His talent notwithstanding, it’s a signing that should be viewed as fairly generous on the Mavs part. It includes a player option in the final year, and none of the injury clauses designed to protect the team in the event of serious injury like what the 76ers built in to the max they offered to Joel Embiid — a player with a similarly troubling injury history.
Whether you should view that as a sign of good faith on the Mavs’ part, or being needlessly naive about the potential of future injuries, let’s all just agree to just knock on wood and hope that KP stays healthy and there’s no reason to even second guess the decision. As he continues to work with the team, rehab, and strengthen his body, there’s no reason to think Porziņģis won’t be able to put injury concerns behind him - similar to what Dallas did for Tyson Chandler.
It’s so incredibly rare to be able to add a talent like Porziņģis. That the Mavs were able to grab him and Luka in such short order is nigh miraculous. Solidifying a roster around the two stars has this team exiting a rebuild and back in contention in near record time. That is the idea behind adding Porziņģis, after all - that he is a cornerstone-level piece around which you can build a championship team. The goal of this season was primarily to just make the playoffs. Everything that came after that was playing with house money. With the kind of talent he and Luka possess, simply making the playoffs won’t cut it for much longer.

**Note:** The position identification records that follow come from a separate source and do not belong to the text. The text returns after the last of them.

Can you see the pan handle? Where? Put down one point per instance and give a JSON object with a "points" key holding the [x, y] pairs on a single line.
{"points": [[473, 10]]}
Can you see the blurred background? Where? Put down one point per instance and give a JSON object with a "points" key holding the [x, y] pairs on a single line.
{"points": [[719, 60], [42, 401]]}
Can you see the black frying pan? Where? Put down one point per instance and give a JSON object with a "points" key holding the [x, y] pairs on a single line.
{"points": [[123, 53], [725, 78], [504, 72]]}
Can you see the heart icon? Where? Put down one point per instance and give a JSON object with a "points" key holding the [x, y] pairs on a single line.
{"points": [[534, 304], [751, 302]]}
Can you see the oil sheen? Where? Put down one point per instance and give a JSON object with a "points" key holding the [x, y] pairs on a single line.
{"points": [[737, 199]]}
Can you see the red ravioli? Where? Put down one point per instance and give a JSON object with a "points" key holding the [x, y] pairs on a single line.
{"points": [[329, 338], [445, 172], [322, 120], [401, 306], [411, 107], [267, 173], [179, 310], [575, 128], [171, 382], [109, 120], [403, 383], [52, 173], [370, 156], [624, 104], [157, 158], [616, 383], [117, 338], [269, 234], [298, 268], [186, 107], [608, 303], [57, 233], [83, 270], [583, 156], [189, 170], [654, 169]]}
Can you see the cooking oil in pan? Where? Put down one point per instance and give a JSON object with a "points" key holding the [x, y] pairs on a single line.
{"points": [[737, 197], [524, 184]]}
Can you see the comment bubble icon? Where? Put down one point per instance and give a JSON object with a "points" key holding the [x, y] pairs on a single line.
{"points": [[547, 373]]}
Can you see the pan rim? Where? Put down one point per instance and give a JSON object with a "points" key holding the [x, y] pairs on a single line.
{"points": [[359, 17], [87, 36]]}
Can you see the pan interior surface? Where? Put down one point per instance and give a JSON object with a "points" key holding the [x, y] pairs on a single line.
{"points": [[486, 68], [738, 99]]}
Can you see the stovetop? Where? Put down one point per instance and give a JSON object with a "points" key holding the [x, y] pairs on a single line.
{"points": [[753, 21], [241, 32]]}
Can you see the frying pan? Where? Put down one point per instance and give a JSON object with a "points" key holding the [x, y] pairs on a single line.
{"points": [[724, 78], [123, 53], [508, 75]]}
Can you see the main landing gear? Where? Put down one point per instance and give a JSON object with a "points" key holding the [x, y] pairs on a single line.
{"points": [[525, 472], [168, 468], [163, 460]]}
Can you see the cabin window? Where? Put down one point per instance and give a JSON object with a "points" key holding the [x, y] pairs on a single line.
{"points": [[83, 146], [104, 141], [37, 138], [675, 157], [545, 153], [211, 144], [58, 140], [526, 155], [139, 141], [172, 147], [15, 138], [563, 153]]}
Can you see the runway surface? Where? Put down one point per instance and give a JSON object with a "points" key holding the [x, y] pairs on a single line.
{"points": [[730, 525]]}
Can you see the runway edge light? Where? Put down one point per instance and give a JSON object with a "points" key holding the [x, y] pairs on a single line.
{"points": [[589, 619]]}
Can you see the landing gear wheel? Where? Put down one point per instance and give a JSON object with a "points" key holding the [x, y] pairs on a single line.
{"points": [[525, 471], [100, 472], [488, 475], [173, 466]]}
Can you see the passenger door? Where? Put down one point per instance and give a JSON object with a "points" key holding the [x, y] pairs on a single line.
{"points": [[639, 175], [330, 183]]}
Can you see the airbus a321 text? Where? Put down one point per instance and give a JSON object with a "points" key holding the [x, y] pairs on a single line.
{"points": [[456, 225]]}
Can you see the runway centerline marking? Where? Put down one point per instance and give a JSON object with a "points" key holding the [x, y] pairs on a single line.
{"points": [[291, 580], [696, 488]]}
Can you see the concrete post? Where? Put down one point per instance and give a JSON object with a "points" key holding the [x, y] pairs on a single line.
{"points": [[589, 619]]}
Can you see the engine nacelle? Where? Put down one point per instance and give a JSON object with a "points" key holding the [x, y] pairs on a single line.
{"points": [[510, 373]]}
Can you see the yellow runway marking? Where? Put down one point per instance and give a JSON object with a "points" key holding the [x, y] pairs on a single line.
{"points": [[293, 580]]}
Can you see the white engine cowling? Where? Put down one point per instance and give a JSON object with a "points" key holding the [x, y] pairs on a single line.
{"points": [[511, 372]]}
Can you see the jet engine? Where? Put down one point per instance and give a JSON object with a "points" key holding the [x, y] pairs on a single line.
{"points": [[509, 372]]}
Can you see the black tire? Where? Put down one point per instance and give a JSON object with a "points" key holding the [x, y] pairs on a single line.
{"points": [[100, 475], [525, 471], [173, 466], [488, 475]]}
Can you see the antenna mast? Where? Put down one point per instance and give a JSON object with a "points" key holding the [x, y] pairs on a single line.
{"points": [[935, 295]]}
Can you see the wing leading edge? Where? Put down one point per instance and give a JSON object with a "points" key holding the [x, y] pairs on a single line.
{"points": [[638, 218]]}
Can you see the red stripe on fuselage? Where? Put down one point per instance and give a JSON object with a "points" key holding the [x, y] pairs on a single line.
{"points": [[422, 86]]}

It will be interesting to see how this team shifts around Porziņģis and how the front office thinks he’s best utilized. As mentioned, his best month of the season came in February. That is, after he moved to center full time because of Dwight Powell’s achilles injury. KP has spent most of his time in the league as a power forward, but, what, with “positionless basketball,” not to mention big, bruising centers becoming a dying breed, a move to the center full time might be in the cards for Porziņģis. It seemed to be working okay for him thus far. He remains a complete mismatch on the offensive end while still being able to guard the paint and rack up blocked shots on defense.
That Kristaps played as well as he did this year should come as some relief to any who held on to concerns regarding his ACL injury, and makes the range of potential outcomes entering next season a little easier defined, if not with the additional burden of higher expectations for both his play individually, and the team as a whole.